Have you tried the RAW + JPEG mode, and set the camera to capture Black and White images with the Yellow Filter option, using the Sepia toning feature?

The 20D will shoot a beautiful B&W JPEG image for you. Set the sharpening pretty high, since the 20D outputs a rather soft 8.2MP image. Set the Yellow filter option because that helps give some tonal differentiation, like one would have gotten with a K2 yellow filter back in the B&W era using panchromatic film.

The sepia toning look just looks cool from the 20D. The JPEGs will be properly filtered, sepia-toned, and sharpened. But the RAW data will still be RAW, and will have all the color information needed to use DPP or other software to make beautiful color JPEGs.


----------



## MH_91 (Sep 28, 2009)

Derrel said:


> Have you tried the RAW + JPEG mode, and set the camera to capture Black and White images with the Yellow Filter option, using the Sepia toning feature?
> 
> The 20D will shoot a beautiful B&W JPEG image for you. Set the sharpening pretty high, since the 20D outputs a rather soft 8.2MP image. Set the Yellow filter option because that helps give some tonal differentiation, like one would have gotten with a K2 yellow filter back in the B&W era using panchromatic film.
> 
> The sepia toning look just looks cool from the 20D. The JPEGs will be properly filtered, sepia-toned, and sharpened. But the RAW data will still be RAW, and will have all the color information needed to use DPP or other software to make beautiful color JPEGs.



i just tired and the Result were pretty goood !! is it better to use the Camera B&W or take like Color pic and then PhotoShopit B&W is it going to be different ?


----------



## Derrel (Sep 28, 2009)

Well, it is going to be different--a Photoshop conversion can be done dozens of different ways. I also like to bump the contrast up two clicks when using the 20D's in-camera B&W capture in RAW+JPEG mode.

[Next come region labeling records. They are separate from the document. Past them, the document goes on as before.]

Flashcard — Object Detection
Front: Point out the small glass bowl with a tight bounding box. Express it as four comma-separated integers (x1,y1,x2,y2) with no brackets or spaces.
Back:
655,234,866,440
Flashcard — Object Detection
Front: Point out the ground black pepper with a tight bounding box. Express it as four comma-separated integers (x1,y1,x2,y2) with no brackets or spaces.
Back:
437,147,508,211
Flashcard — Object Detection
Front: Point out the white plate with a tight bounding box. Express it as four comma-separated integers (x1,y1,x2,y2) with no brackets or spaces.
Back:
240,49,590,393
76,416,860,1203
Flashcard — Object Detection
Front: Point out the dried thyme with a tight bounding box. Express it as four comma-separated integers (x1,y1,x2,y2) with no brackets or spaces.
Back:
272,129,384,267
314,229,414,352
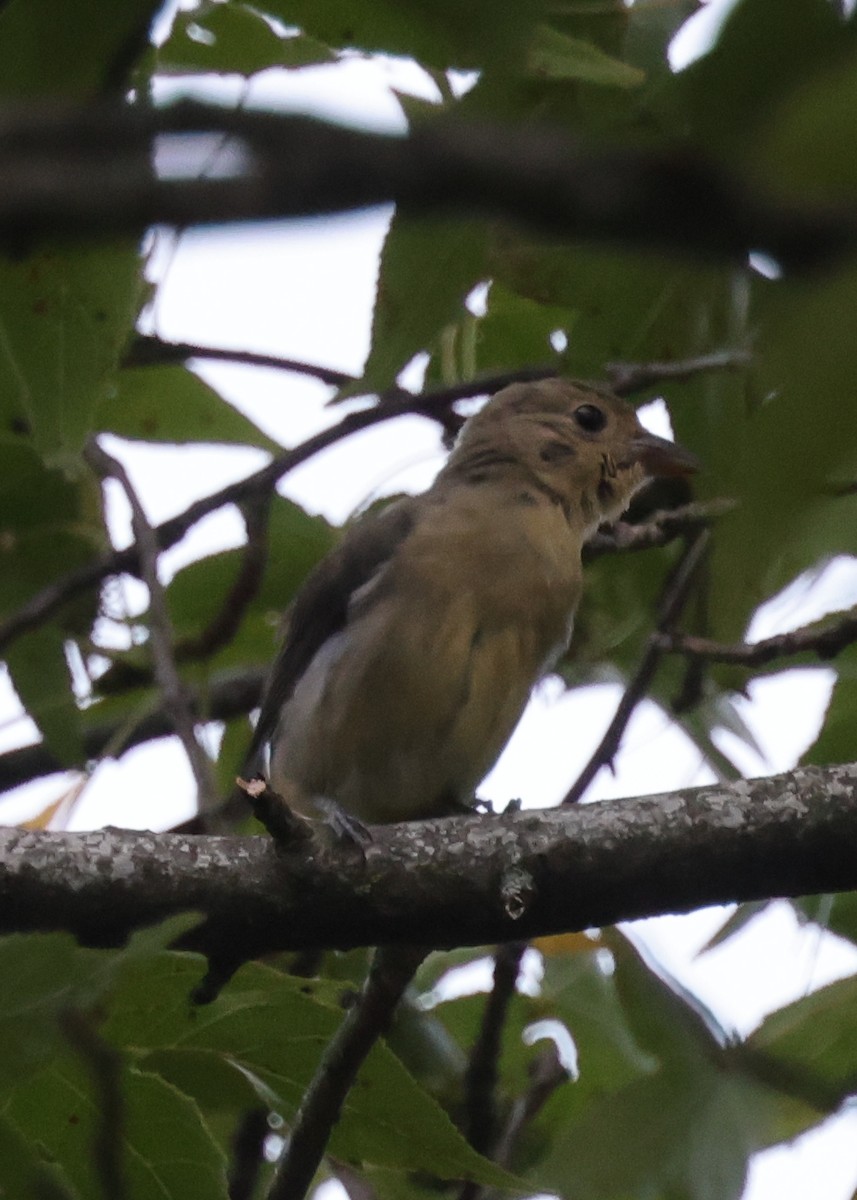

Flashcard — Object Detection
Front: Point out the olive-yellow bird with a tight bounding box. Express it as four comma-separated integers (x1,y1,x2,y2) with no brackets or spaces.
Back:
251,379,695,823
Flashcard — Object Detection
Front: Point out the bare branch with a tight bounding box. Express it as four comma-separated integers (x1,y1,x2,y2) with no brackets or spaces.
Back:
228,1109,270,1200
461,942,527,1171
487,1040,569,1166
658,612,857,667
0,499,733,801
0,102,857,270
583,499,736,563
85,439,217,812
563,529,709,804
0,764,857,961
0,368,555,653
122,335,358,388
605,350,753,396
268,946,427,1200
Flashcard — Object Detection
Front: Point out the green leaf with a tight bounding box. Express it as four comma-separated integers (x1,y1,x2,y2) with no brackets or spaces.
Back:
167,496,337,671
677,0,853,157
531,932,819,1200
0,916,194,1093
95,366,282,451
0,0,161,100
259,0,544,70
104,954,510,1187
748,976,857,1110
0,441,107,614
0,1115,78,1200
349,212,486,391
7,1054,227,1200
753,48,857,204
157,2,335,76
705,262,857,641
0,245,143,472
801,646,857,767
527,25,646,88
6,625,85,767
477,281,574,374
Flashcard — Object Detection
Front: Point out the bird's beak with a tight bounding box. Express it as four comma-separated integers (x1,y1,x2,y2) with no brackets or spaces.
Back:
631,431,700,475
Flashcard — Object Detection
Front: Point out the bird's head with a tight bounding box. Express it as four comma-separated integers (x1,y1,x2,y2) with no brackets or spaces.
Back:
448,379,699,533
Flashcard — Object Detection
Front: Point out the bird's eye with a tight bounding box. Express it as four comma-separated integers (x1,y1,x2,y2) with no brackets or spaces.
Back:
574,404,607,433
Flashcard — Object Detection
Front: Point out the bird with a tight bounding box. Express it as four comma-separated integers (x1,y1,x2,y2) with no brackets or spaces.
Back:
243,378,697,827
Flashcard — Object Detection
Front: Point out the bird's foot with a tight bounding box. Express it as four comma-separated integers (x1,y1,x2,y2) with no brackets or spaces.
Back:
312,796,372,854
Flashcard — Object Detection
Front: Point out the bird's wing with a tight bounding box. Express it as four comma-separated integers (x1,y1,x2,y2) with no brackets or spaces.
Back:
247,497,418,767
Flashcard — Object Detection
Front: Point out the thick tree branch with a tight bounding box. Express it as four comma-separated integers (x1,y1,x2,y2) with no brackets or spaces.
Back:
0,102,844,269
0,764,857,961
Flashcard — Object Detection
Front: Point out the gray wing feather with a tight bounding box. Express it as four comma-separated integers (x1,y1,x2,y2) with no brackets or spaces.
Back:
245,497,418,772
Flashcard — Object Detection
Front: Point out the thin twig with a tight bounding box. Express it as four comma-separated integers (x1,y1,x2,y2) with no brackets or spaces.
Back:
0,500,729,801
85,439,217,812
563,529,711,804
122,335,358,388
228,1109,270,1200
658,612,857,667
495,1042,569,1168
459,942,527,1200
60,1009,127,1200
0,368,556,652
583,498,736,563
465,942,527,1154
605,350,753,396
0,102,844,271
175,492,271,662
268,946,427,1200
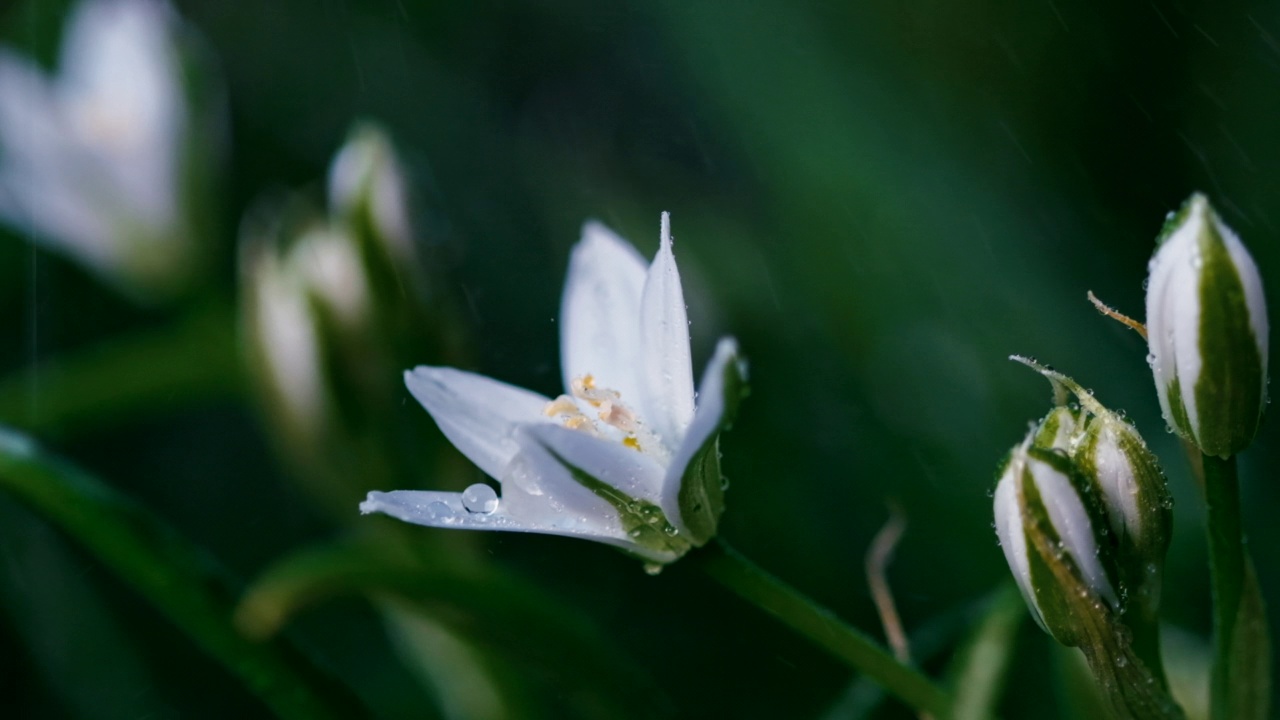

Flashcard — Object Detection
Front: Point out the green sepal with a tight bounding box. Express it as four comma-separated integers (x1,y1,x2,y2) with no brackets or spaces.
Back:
1019,447,1183,720
1192,211,1266,457
544,446,692,562
677,355,750,547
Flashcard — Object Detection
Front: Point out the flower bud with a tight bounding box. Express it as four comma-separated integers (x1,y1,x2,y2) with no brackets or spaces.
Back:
1032,405,1085,454
1071,405,1174,599
995,429,1120,646
329,123,417,272
1012,356,1174,620
1147,193,1268,457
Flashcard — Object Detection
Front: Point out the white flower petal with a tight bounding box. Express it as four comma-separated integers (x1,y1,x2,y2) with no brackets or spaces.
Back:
404,365,549,480
56,0,184,228
993,459,1048,632
526,425,663,505
1027,457,1120,607
662,337,739,504
360,488,626,541
640,213,694,452
559,220,645,404
1213,215,1271,381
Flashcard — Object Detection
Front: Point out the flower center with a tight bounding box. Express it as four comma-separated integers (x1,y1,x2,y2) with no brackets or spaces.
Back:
543,374,662,454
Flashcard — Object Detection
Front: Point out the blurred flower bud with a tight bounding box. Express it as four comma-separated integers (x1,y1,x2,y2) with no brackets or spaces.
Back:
995,430,1120,646
329,123,416,265
1147,193,1268,457
0,0,223,297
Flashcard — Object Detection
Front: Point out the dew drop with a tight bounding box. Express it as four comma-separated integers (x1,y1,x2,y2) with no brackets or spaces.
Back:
462,483,498,515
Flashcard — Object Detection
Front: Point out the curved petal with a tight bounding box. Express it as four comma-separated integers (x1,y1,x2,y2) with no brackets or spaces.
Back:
360,488,675,562
561,220,645,402
1027,457,1120,607
659,337,746,543
640,213,694,452
404,365,550,482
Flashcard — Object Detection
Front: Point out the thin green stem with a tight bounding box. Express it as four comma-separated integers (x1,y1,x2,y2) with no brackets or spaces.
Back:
1203,455,1245,720
692,543,951,717
1129,609,1169,692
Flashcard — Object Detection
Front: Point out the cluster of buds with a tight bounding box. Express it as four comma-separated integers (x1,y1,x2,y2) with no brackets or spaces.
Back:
995,195,1268,717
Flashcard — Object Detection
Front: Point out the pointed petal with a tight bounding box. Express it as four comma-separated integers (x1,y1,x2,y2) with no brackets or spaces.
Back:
561,220,645,404
660,337,746,544
360,487,675,562
404,365,549,480
640,213,694,452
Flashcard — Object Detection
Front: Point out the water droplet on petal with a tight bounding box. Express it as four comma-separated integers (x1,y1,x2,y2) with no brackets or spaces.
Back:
462,483,498,515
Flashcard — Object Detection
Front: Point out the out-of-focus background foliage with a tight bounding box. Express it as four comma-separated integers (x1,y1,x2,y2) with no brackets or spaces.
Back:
0,0,1280,717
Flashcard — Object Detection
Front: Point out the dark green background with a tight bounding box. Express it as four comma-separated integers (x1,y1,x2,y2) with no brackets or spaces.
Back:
0,0,1280,717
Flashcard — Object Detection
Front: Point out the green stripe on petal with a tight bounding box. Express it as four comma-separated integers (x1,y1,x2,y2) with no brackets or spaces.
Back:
543,446,692,561
672,340,748,546
1194,218,1263,457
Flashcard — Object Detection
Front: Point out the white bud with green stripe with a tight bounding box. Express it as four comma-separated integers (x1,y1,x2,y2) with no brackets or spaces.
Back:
361,213,746,564
1147,193,1268,456
995,430,1120,646
1012,355,1174,599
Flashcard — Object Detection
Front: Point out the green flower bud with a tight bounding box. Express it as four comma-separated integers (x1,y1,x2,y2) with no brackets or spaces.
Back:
1014,356,1174,620
993,430,1120,646
1147,193,1268,457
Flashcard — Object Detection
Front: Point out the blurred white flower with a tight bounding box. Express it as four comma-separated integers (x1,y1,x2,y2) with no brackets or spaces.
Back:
0,0,202,290
360,213,745,562
1147,193,1270,456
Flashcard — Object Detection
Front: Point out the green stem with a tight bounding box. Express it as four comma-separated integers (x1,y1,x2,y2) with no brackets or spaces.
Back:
0,428,366,720
691,542,951,717
1203,455,1244,720
1129,607,1169,692
0,305,242,437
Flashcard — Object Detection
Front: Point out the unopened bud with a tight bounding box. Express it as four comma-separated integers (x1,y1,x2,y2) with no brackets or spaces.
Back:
995,430,1120,646
1147,193,1268,457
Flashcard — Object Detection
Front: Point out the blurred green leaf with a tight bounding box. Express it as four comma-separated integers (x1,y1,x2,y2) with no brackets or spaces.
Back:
0,299,242,437
950,583,1027,720
236,532,662,717
0,428,365,719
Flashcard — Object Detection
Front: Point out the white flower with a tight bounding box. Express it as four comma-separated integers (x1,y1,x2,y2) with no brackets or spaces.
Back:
993,430,1120,646
0,0,192,294
360,213,745,562
1147,195,1268,456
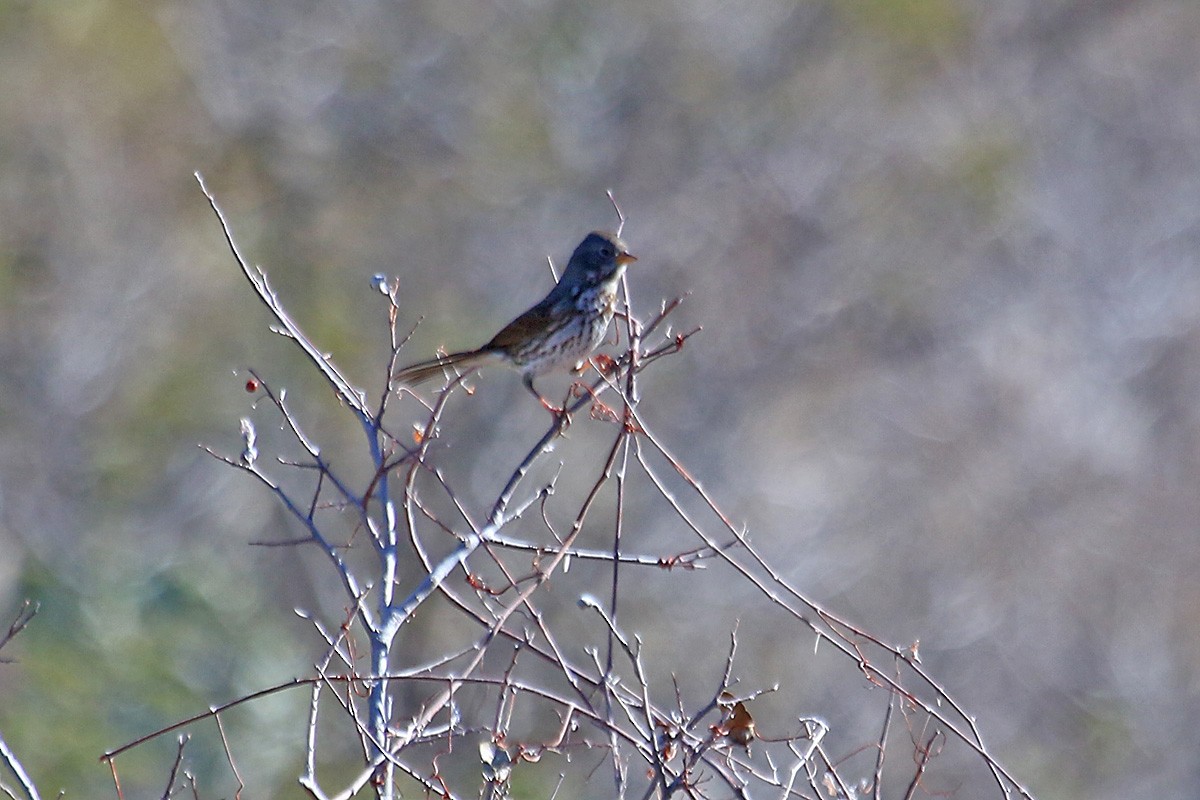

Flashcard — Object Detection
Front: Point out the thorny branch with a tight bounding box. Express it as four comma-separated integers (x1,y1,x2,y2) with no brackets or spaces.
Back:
103,175,1032,800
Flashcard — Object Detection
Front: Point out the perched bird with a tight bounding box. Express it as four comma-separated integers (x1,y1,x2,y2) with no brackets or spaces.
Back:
396,231,637,413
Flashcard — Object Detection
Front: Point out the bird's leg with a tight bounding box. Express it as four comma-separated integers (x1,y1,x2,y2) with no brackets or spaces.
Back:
521,373,571,425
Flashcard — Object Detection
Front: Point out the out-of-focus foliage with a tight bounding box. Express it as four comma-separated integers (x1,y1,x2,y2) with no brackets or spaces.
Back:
0,0,1200,799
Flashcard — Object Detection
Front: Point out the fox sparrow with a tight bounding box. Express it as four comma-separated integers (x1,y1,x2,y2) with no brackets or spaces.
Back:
396,231,637,411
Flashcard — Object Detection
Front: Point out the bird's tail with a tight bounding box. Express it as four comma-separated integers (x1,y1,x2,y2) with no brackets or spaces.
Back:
395,350,494,386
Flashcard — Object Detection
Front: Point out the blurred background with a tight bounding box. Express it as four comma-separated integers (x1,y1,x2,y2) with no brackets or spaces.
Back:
0,0,1200,800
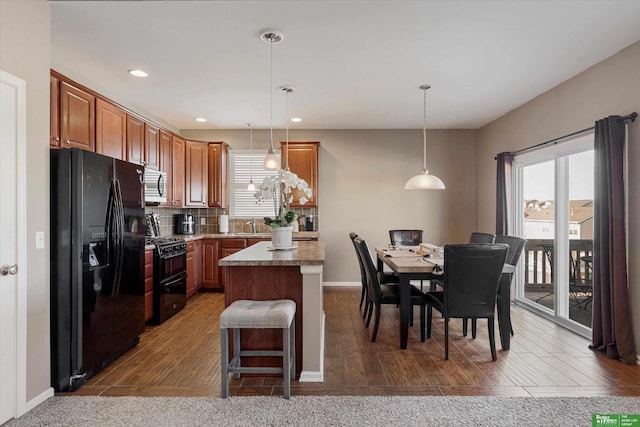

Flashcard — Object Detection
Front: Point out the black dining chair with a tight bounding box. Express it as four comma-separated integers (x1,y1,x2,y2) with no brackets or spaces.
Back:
425,244,509,360
389,230,422,246
349,232,398,320
463,234,527,342
353,237,426,342
462,231,496,339
495,234,527,340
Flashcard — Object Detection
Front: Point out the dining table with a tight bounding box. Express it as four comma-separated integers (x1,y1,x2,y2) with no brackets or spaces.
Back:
374,247,516,350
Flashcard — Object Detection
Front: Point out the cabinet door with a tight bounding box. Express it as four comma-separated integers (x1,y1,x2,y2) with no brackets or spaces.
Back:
193,240,202,292
96,99,127,160
171,136,185,207
60,82,96,151
160,130,173,206
144,250,153,322
187,242,196,298
209,142,228,208
144,123,160,170
49,76,60,148
127,115,144,165
202,239,222,289
184,141,207,208
282,142,320,208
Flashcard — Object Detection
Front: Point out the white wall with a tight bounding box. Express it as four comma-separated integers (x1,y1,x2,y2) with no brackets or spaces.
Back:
0,0,51,401
477,42,640,358
181,129,478,282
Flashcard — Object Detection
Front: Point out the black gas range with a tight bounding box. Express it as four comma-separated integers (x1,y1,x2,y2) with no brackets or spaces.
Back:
147,237,187,324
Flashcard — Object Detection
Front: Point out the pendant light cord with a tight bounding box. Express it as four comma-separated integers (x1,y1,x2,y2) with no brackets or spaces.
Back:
422,88,428,171
249,123,253,182
269,39,273,153
285,90,290,170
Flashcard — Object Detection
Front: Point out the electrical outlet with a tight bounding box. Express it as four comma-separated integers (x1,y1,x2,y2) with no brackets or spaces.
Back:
36,231,44,249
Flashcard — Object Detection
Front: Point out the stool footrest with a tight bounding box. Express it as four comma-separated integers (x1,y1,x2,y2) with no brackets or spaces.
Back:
229,366,282,374
240,350,284,357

There's a number of ways to do B&W conversions in post processing, but one thing about shooting in-camera RAW+JPEG captures is that you can see and evaluate the images on the LCD without the distraction of color. Shooting in-camera B&W forces you to look more at the line,shape,and mass elements of design in the field. A B&W image is often more about line and shape and mass of the subjects/elements, and it's a way to focus more on compositional matters than on color. SO, for me, if the desired end result is a B&W image, I think it actually is *better* to shoot,review,and evaluate a B&W image in the field, rather than mentally try and translate color into B&W.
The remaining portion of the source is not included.